Veteran’s Day is coming up and I can’t help thinking about a poem called “Ode of Remembrance” by Laurence Binyon.   It reads (in part)

They went with songs to the battle, they were young.
Straight of limb, true of eye, steady and aglow.
They were staunch to the end against odds uncounted,
They fell with their faces to the foe.

They shall grow not old, as we that are left grow old:
Age shall not weary them, nor the years condemn.
At the going down of the sun and in the morning,
We will remember them.

Those verses and this holiday were to memorialize the veterans of the first World War, the war that was supposed to end all the others.  Well, we know what happened after that.  Despite the enormous cost, wars continued to flourish, large and small, and although no one publicly prefers sending soldiers into battle, the soldiers keep being sent.  Taylor Caldwell explores the reasons and pressures that lead in to war in her book, The Balance Wheel.   It’s an old-fashioned novel in many ways but some of its themes are contemporary.

As the balance wheel among four adult brothers, Charles Wittmann is a very busy man.  Most of his time and energy are consumed either managing the tool factory his father created or his siblings, the materialistic Joe, Wilhelm, the aesthete and Fred, a rabble-rousing, proto-Marxist.   What extra time Charles has is devoted to his teen-aged son, Jimmy.

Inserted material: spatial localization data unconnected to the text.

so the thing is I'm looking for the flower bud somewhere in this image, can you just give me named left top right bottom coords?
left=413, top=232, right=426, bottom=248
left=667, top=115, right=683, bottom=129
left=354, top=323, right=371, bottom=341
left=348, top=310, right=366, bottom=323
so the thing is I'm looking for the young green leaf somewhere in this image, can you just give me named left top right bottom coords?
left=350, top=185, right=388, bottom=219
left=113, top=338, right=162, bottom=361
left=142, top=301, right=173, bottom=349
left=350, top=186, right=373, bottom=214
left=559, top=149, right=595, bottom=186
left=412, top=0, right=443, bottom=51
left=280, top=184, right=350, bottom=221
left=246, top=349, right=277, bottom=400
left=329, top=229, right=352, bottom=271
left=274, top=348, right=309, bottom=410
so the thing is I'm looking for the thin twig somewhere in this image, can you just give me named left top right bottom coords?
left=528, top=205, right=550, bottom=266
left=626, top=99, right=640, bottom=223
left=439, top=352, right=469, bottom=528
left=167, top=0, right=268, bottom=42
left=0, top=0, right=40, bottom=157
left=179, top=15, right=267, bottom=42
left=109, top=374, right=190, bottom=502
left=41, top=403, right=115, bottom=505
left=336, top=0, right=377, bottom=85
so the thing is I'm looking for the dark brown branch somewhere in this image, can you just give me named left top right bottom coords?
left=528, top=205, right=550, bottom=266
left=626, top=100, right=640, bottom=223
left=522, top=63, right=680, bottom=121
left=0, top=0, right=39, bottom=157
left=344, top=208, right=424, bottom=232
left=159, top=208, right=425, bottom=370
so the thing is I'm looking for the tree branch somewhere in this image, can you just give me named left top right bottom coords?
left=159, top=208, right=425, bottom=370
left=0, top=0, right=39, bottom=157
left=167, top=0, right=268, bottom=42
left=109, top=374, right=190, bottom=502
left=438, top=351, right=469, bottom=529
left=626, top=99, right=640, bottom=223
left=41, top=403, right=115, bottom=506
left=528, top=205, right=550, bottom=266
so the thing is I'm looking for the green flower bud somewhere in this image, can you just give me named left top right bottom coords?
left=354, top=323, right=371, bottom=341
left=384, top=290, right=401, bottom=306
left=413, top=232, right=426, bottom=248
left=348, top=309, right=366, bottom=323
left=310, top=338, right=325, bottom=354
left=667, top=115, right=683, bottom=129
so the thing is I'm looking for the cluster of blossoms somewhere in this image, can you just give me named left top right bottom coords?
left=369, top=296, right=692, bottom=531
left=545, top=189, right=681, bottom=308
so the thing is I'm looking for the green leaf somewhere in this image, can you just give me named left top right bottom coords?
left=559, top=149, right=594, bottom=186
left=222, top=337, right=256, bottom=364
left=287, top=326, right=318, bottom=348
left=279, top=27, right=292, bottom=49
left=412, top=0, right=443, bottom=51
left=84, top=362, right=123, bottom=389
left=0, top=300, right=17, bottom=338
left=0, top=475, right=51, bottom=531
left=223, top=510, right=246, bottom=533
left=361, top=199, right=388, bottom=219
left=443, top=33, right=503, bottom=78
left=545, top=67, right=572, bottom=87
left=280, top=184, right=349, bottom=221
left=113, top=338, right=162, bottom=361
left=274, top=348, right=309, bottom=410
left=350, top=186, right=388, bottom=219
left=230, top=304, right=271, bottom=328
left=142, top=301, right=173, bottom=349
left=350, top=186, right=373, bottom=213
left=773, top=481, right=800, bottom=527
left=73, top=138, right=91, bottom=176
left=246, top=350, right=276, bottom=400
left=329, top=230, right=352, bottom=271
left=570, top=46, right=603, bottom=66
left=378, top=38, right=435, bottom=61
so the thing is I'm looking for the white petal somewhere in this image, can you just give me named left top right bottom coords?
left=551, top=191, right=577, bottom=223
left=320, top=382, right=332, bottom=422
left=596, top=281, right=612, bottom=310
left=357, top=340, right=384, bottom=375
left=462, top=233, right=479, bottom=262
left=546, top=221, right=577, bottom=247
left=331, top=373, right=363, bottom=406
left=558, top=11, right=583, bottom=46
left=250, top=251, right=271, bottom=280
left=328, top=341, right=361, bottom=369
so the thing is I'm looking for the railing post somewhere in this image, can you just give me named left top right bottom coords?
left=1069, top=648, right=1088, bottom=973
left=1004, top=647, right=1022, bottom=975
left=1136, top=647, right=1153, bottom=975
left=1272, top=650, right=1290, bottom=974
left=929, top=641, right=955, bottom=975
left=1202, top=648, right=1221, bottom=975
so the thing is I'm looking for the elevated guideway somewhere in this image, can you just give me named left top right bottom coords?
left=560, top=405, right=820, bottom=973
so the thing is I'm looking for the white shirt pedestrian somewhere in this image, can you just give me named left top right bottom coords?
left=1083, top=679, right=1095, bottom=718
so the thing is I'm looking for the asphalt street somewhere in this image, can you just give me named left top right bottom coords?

When a government representative visits and talks of imminent global conflict, Charles has to broaden his concerns  to protect his family, his business and his town.  

After that, Charles Wittmann caries the burden of Cassandra, able to see his country’s future but unable to change it.  The reader watches the approach of war through his eyes, knowing his efforts for peace will be swept aside in the end as his family gets swept into history

The novel suggests that families and communities are microcosms of the nations they occupy and that war occurs when intelligent, well-meaning governments and leaders don’t actively work (like Charles) to keep peace or resist evil.  That may or may not be true.  What cannot be disputed is that when governments fail in these tasks, it is the citizens who pay.   Treaties can be negotiated or border-lines redrawn, but no agreement can revive sacrificed soldiers.  No general can bring back the dead.

The only ways to honor their sacrifice are to remember the dead and work to keep others from joining their ranks.   (Or, to quote Mother Jones, “Pray for the dead and fight like hell for the living.”)   The Balance Wheel tries to do both.   It’s not a soldier’s novel like A Farewell to Arms  or All Quiet on the Western Front although the soldiers are in it.  It’s about how everyone loses in wars. It’s one way to remember the Armistice.